For this week, we have again witnessed what happens when sport is reduced to mere product. West Indies versus England at Lord’s has been an obligation to economics rather than an essential stirring of the soul, and with the best part of three days’ worth of refunds in prospect, it’s been spectacularly unsuccessful on that front too.
Ah yes… Brisbane. Maybe, just maybe, West Indies can bounce back at Trent Bridge next week, just as they did after their ten-wicket drubbing at Adelaide in January; just as they did at Headingley in 2017, after a similarly sickening loss at Edgbaston. But even if they can, it’ll prove nothing other than the superhuman resilience of the men who make it happen. No team in elite sport should be expected to perform miracles simply to stay competitive.
For if this is the look and feel of Bazball 2:0 – the “refinement” of which Brendon McCullum spoke after India, then caveat emptor for the rest of the summer.

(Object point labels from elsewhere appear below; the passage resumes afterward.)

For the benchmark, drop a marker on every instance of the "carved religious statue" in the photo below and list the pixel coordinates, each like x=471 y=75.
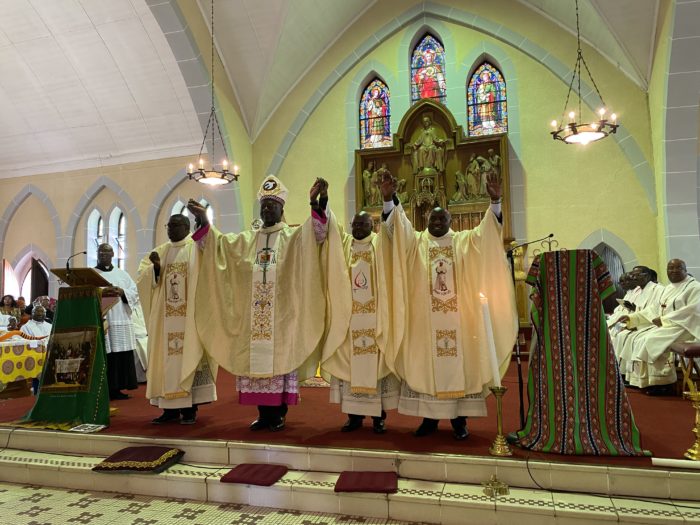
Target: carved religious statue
x=429 y=149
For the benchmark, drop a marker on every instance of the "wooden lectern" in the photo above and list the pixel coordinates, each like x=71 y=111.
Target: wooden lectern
x=88 y=277
x=73 y=389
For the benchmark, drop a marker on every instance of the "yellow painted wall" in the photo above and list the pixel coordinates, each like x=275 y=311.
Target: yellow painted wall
x=573 y=192
x=658 y=87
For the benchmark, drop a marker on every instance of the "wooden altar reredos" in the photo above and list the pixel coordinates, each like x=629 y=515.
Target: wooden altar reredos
x=436 y=164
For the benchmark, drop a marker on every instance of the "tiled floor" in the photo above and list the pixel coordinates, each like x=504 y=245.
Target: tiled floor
x=33 y=505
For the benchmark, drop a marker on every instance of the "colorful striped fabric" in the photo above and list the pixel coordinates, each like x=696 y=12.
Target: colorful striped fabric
x=577 y=401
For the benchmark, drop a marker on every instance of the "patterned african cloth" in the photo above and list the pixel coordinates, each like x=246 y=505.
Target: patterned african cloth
x=577 y=401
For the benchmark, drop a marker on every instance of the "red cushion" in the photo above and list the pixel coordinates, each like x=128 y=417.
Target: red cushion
x=255 y=474
x=367 y=482
x=140 y=459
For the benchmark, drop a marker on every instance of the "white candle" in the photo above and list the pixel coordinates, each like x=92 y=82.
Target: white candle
x=489 y=340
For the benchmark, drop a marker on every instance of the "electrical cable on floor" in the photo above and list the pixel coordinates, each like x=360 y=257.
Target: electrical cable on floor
x=598 y=494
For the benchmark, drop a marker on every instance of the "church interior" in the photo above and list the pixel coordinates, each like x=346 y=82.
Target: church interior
x=106 y=109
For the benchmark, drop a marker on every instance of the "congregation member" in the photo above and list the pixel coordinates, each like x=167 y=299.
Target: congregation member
x=354 y=350
x=180 y=376
x=260 y=301
x=9 y=306
x=44 y=301
x=577 y=404
x=119 y=336
x=37 y=327
x=672 y=316
x=441 y=350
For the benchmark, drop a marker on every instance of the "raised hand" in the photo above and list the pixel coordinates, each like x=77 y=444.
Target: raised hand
x=388 y=186
x=155 y=259
x=199 y=212
x=493 y=186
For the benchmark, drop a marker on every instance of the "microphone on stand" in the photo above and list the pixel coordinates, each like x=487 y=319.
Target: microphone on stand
x=69 y=258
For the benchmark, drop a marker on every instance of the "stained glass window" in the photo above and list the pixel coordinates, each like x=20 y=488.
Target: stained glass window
x=486 y=102
x=375 y=129
x=428 y=70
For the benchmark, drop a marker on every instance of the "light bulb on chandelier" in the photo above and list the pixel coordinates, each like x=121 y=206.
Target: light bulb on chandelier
x=579 y=131
x=215 y=175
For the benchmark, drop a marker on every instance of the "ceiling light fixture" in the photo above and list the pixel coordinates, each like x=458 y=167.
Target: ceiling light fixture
x=212 y=176
x=576 y=131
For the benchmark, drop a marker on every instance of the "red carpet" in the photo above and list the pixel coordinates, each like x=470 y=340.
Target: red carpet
x=664 y=422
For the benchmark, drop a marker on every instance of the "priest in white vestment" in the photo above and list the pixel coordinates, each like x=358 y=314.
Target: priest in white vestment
x=120 y=341
x=646 y=296
x=673 y=317
x=441 y=347
x=37 y=326
x=180 y=375
x=357 y=319
x=260 y=301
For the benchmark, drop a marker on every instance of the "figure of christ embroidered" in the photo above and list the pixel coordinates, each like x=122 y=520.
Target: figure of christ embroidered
x=179 y=374
x=361 y=382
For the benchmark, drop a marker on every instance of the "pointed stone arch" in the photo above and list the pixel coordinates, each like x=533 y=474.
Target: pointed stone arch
x=123 y=197
x=17 y=201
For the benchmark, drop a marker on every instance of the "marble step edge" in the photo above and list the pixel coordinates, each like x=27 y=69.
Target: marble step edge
x=452 y=468
x=416 y=500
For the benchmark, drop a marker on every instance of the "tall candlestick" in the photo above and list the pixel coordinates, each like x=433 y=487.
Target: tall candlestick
x=488 y=328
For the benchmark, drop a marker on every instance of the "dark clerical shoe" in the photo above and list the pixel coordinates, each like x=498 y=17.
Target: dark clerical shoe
x=117 y=395
x=169 y=415
x=189 y=416
x=427 y=427
x=459 y=427
x=378 y=425
x=277 y=424
x=259 y=424
x=353 y=423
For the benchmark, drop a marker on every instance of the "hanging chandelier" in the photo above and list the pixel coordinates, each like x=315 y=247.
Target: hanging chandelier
x=575 y=130
x=214 y=175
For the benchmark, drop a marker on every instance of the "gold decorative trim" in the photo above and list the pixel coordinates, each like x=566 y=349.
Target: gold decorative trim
x=446 y=334
x=173 y=336
x=365 y=255
x=444 y=306
x=440 y=251
x=369 y=307
x=261 y=329
x=362 y=350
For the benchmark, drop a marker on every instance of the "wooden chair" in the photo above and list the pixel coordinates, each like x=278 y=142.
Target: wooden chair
x=686 y=354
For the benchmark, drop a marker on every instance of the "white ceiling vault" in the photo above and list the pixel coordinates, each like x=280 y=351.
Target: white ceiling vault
x=85 y=83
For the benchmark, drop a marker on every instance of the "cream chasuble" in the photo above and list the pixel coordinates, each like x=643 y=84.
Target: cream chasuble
x=442 y=351
x=179 y=373
x=260 y=302
x=645 y=355
x=357 y=308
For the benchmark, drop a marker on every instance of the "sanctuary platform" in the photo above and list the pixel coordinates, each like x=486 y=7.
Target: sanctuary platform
x=440 y=478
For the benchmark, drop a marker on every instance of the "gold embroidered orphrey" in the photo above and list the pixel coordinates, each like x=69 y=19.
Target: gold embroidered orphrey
x=262 y=311
x=449 y=339
x=363 y=335
x=176 y=343
x=176 y=290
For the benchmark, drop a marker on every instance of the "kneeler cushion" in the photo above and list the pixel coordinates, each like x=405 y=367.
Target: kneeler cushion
x=255 y=474
x=367 y=482
x=140 y=459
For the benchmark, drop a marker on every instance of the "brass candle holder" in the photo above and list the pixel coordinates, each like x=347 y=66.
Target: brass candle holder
x=694 y=451
x=500 y=446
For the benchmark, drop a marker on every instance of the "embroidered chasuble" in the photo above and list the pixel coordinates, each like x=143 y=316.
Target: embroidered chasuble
x=443 y=354
x=260 y=306
x=357 y=315
x=644 y=356
x=73 y=386
x=179 y=372
x=577 y=401
x=119 y=336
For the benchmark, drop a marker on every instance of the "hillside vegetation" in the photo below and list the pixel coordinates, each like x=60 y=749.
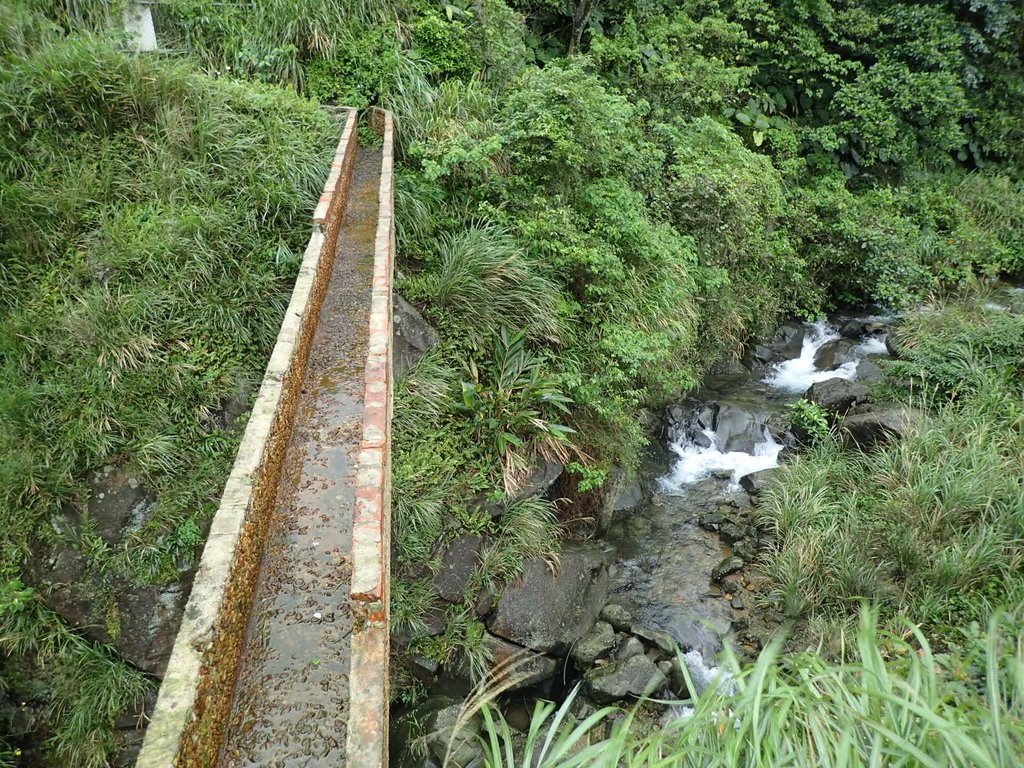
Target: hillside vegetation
x=595 y=203
x=152 y=219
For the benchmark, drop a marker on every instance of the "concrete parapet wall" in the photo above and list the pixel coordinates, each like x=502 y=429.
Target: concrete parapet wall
x=368 y=720
x=195 y=698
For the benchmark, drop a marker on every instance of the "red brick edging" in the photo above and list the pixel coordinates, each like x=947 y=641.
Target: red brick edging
x=368 y=713
x=195 y=698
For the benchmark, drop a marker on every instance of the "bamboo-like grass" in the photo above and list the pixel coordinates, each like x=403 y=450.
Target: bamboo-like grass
x=891 y=702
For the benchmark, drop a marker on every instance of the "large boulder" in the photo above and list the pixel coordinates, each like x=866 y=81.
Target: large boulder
x=838 y=395
x=882 y=423
x=141 y=622
x=738 y=429
x=508 y=660
x=548 y=609
x=634 y=677
x=595 y=644
x=836 y=353
x=413 y=336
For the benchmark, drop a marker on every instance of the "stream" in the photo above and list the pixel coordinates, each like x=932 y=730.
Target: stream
x=698 y=514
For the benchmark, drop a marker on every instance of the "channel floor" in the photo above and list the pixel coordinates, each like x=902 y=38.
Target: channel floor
x=291 y=697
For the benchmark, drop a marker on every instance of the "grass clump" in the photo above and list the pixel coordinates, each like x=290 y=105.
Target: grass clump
x=928 y=526
x=889 y=702
x=152 y=220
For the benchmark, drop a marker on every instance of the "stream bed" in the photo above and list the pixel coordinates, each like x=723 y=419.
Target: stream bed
x=674 y=556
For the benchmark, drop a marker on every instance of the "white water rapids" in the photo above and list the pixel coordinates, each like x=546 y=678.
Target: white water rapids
x=694 y=462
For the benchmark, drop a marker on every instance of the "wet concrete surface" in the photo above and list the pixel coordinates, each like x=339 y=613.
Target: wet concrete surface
x=291 y=696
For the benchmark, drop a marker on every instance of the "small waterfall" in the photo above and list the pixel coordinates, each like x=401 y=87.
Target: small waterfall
x=697 y=459
x=797 y=375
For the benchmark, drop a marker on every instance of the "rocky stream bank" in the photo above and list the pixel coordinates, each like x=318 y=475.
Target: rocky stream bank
x=669 y=573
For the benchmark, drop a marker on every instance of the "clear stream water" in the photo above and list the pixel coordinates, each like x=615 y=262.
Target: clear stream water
x=664 y=557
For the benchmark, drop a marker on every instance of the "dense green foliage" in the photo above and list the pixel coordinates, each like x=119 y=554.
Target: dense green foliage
x=927 y=527
x=595 y=203
x=888 y=702
x=634 y=189
x=152 y=219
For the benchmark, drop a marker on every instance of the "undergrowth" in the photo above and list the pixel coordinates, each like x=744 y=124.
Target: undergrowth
x=890 y=701
x=928 y=526
x=152 y=220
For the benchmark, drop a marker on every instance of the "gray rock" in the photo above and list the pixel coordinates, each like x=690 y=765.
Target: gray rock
x=595 y=644
x=626 y=495
x=655 y=638
x=458 y=563
x=835 y=353
x=629 y=647
x=617 y=616
x=678 y=679
x=755 y=482
x=548 y=611
x=145 y=617
x=732 y=532
x=852 y=329
x=882 y=423
x=838 y=395
x=747 y=549
x=636 y=676
x=788 y=340
x=728 y=566
x=541 y=479
x=413 y=336
x=736 y=429
x=524 y=667
x=868 y=371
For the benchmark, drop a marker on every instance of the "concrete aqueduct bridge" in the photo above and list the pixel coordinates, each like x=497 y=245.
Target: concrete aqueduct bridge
x=282 y=655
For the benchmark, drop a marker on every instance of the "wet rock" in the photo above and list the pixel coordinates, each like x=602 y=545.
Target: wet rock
x=629 y=647
x=617 y=616
x=541 y=479
x=440 y=725
x=140 y=622
x=522 y=666
x=869 y=372
x=423 y=668
x=484 y=602
x=627 y=494
x=413 y=336
x=732 y=532
x=755 y=482
x=595 y=644
x=728 y=566
x=458 y=563
x=836 y=353
x=655 y=638
x=712 y=521
x=549 y=611
x=736 y=429
x=636 y=676
x=838 y=395
x=747 y=549
x=788 y=340
x=852 y=329
x=882 y=423
x=758 y=356
x=678 y=680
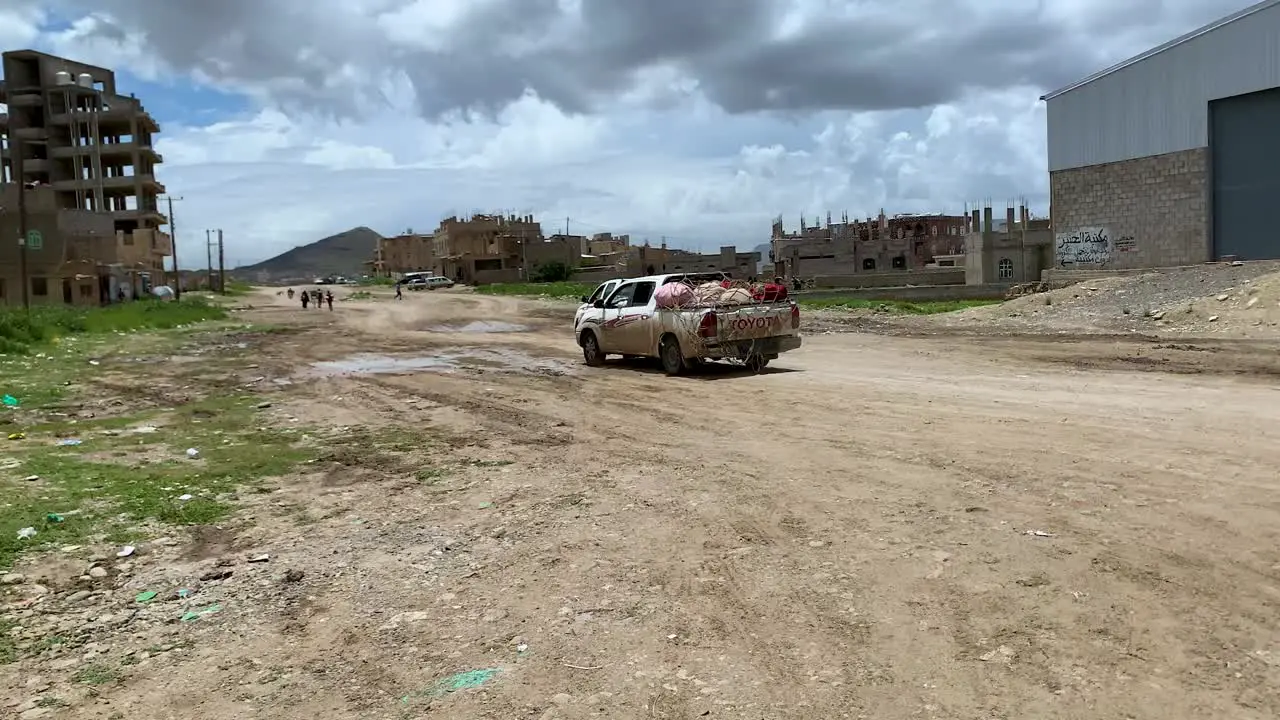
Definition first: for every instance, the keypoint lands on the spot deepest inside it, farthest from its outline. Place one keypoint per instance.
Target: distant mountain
(343, 254)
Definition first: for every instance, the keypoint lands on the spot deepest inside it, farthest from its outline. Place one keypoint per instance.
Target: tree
(552, 273)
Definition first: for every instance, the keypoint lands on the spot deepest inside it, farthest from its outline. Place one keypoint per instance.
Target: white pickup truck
(629, 322)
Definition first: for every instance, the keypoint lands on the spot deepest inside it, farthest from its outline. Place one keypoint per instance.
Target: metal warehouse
(1171, 158)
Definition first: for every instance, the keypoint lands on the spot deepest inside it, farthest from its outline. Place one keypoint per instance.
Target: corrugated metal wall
(1161, 104)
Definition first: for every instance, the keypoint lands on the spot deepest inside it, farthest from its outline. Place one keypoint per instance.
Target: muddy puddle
(503, 360)
(481, 327)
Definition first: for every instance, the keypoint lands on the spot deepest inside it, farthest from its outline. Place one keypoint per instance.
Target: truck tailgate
(754, 322)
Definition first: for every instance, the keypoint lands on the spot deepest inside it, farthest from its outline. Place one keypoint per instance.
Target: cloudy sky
(286, 121)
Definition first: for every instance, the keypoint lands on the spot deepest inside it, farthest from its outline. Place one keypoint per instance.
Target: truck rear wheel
(672, 359)
(592, 354)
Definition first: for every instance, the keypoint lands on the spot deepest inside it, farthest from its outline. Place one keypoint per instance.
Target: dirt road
(880, 527)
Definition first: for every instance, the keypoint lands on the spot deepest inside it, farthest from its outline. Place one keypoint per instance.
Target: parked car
(425, 281)
(600, 294)
(629, 322)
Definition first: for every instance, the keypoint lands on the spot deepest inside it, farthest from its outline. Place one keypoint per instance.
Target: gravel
(1123, 304)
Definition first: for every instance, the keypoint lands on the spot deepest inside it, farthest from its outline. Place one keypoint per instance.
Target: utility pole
(222, 264)
(209, 258)
(173, 242)
(22, 219)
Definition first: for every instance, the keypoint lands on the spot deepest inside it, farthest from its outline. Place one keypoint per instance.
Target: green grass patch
(8, 648)
(96, 674)
(109, 495)
(430, 475)
(900, 306)
(22, 332)
(557, 291)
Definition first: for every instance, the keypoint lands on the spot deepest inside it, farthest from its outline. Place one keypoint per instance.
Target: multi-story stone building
(408, 253)
(901, 242)
(86, 153)
(483, 247)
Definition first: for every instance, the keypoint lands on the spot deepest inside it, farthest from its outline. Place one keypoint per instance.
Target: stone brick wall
(1144, 213)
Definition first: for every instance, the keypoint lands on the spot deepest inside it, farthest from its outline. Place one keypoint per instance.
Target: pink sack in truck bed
(673, 295)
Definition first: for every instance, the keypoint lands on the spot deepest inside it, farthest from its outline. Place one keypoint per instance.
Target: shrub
(552, 273)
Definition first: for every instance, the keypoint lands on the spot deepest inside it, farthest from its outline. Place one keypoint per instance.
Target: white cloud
(274, 181)
(337, 136)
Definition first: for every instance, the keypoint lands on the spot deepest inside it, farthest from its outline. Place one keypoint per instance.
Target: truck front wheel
(672, 359)
(592, 350)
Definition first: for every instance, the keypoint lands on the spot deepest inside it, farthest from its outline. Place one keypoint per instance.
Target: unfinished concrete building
(1015, 250)
(648, 260)
(483, 249)
(876, 245)
(86, 149)
(407, 253)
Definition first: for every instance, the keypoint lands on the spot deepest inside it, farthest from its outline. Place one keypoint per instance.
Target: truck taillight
(708, 326)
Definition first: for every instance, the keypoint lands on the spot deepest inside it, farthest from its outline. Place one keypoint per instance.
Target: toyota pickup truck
(630, 323)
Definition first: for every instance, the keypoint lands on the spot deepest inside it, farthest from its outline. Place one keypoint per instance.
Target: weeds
(109, 496)
(8, 650)
(22, 331)
(96, 675)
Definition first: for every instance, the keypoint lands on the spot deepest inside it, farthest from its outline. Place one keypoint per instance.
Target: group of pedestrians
(315, 296)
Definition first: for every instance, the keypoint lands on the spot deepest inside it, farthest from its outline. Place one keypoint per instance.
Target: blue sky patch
(181, 101)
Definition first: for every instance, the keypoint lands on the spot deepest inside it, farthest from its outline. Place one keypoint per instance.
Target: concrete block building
(1170, 158)
(85, 155)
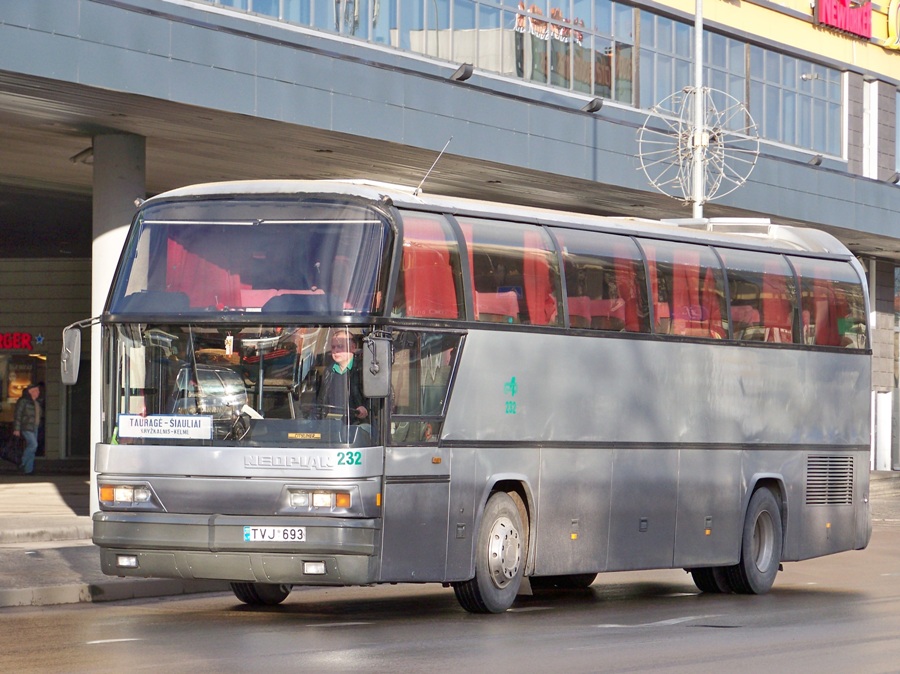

Speaking before the Test, Stokes was audibly exasperated when it was put to him that England’s failure to get over the line in their last three Test series might put a new emphasis on winning at all costs, but nothing about the way they’ve gone about this contest would debunk that notion.
Does any of this matter to the men who call the shots, or is Lord’s just a happy backdrop for gatherings of the rich and famous? Among them in the Mound Stand today, as it happens, was Jacob Rees-Mogg, the recently ex-MP who is presumably familiar with hollowed-out husks of once-proud institutions. As with last week’s Long Room event, the glut of popped corks that littered the outfield by the close of play told a story of greater contentment than the state of play should warrant.